The recipe is truly Midwestern in its straightforward, no-bull approach. Never one to dirty the stove unnecessarily, Mom squished one large beef patty into her trusty jelly roll pan, baked it, and cut into squares to place into mini dinner rolls with cheese and pickles (and mustard, if it we were approximating a Krystal-type slider). If spreading one pound of meat over an 11-by-17-inch jelly roll pan seems unachievable to you, then Mom thinks you're a quitter. "Keep pressing!" she texted me after I expressed the same doubt.
There was one, and really only one, sticking point to faithful recreation: I cannot find those Pepperidge Farm 32-to-a-pack miniature rolls for the life of me.
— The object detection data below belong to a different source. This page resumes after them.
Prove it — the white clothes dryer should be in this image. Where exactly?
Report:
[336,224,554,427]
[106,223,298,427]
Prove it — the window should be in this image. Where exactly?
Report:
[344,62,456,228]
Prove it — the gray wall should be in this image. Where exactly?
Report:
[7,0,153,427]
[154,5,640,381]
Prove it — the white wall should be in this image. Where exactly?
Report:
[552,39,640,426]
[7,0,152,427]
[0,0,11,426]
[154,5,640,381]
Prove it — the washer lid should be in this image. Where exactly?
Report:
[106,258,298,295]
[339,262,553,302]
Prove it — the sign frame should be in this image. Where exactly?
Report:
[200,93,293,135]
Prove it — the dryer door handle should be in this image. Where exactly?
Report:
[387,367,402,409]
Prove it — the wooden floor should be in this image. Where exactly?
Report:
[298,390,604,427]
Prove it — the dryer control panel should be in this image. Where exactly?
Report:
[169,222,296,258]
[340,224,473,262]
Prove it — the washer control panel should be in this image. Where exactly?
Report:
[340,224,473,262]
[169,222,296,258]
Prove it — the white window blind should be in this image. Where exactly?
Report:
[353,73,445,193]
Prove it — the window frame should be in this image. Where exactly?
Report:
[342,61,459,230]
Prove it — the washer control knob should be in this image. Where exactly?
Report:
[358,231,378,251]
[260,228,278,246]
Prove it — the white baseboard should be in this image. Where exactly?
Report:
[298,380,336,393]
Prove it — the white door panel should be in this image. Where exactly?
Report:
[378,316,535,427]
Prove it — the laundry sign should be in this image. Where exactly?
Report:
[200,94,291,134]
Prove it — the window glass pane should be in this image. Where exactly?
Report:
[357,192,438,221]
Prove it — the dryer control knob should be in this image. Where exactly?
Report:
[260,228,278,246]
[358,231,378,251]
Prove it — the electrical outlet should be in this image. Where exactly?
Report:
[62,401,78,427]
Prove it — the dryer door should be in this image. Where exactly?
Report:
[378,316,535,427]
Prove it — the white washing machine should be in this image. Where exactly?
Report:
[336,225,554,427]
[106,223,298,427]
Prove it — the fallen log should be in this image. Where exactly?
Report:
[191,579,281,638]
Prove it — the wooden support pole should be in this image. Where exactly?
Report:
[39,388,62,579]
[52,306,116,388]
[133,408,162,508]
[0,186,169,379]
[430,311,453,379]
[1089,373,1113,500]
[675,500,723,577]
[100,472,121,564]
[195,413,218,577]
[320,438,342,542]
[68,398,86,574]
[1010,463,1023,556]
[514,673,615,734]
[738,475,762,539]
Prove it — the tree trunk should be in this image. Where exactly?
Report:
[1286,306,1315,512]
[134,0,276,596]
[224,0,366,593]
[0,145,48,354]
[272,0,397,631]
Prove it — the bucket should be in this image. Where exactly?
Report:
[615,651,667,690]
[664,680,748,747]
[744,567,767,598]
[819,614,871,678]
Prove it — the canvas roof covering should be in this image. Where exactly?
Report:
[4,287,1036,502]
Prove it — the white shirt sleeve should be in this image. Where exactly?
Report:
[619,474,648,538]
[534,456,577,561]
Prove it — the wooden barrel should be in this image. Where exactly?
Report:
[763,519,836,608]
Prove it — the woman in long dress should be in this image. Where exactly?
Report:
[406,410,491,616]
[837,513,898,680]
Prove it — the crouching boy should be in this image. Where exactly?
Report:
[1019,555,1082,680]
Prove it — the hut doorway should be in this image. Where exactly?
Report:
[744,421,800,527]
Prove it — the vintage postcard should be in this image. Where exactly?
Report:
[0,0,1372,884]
The King's Hawaiian empire has apparently swallowed all dinner-roll competitors. So I upped the beef quantity and switched the pan to adapt to the slightly larger size of the King's rolls.
It's always nerve-wracking to revisit an old favorite. On a visit home a few years ago, I learned that my favorite childhood hot dog stand, in fact, sucks. But the first bite of these sliders assured me that you can indeed go home again, if only for a little bit, eating over the sink with half a High Life.
And what did Mom think of my version of her classic? No idea—she's been a vegan since the mid-2000s. What a twist! But for me, a guy who probably averages one slider session a week at the White Castle near where I work, these are remarkably close in flavor and general ethos. (The secret: soup mix!) And since this seems like as good a place as any: Love you, Mom! Thanks for putting up with a surly teen who at one point owned and wore four different Slipknot T-shirts.
No go out there and eat an unconscionable amount of sliders. Do it for Ma.
Mom’s Homemade White Castle sliders
- 1 medium white onion, halved and sliced very thin (on a mandoline if you have one)
- 2 Tbsp. vegetable oil
- 1 1/4 lbs. ground beef
- 1 packet Lipton onion soup mix
- 1/3 cup Italian (not panko) bread crumbs
- 1 egg, beaten
- American cheese, to top
- Dill pickle slices, to top
- 12-pack Hawaiian dinner rolls, split
Get the sliced onions caramelizing while you prepare everything else. Heat the oil in a 12-inch skillet, add the onions, stir to coat, and enact the long, slow dance of adding water and scraping every time the onions start to sizzle.
Meanwhile, add the beef, soup mix, bread crumbs, and egg to a bowl. Fold together until the mixture is just firming up. You're going to mix this a lot more than a typical burger, but do it as little as you can to keep it from going full racquetball on you. (Miss me with your "Hey wait yer makin' a meatloaf!" takes.)
Evenly spread the mixture into a 9-by-13-inch rimmed sheet pan, refrigerate, and preheat the oven to 350 degrees Fahrenheit. When the oven comes to temperature, remove the beef from the fridge and top it with the caramelized onions. Bake for 12-15 minutes. If you've sculpted correctly (yes, this is art), the entirety of the pan should come to temperature at the same time.
Drain the liquid (one of those drawbacks of heartland sheet-based cooking) and, if you're serving immediately, top with cheese and pop under the broiler to melt. Remove from oven, slice into 12 even portions, and make some sliders.
If you're feeling fancy, pop the cardboard tray of split rolls out of the bag, cover with a dish towel or parchment paper, and steam them for a minute or two before assembling the burgers.
These taste great served immediately, but Mom's secret trick was always to make extras, reassemble the rolls in neat order in the tray, and put that back into the bag so we'd have a second day (usually never a third) of slider leftovers. Just pop a few out, microwave, and enjoy. Thirty seconds wrapped in a damp paper towel and the leftovers are nearly good as new.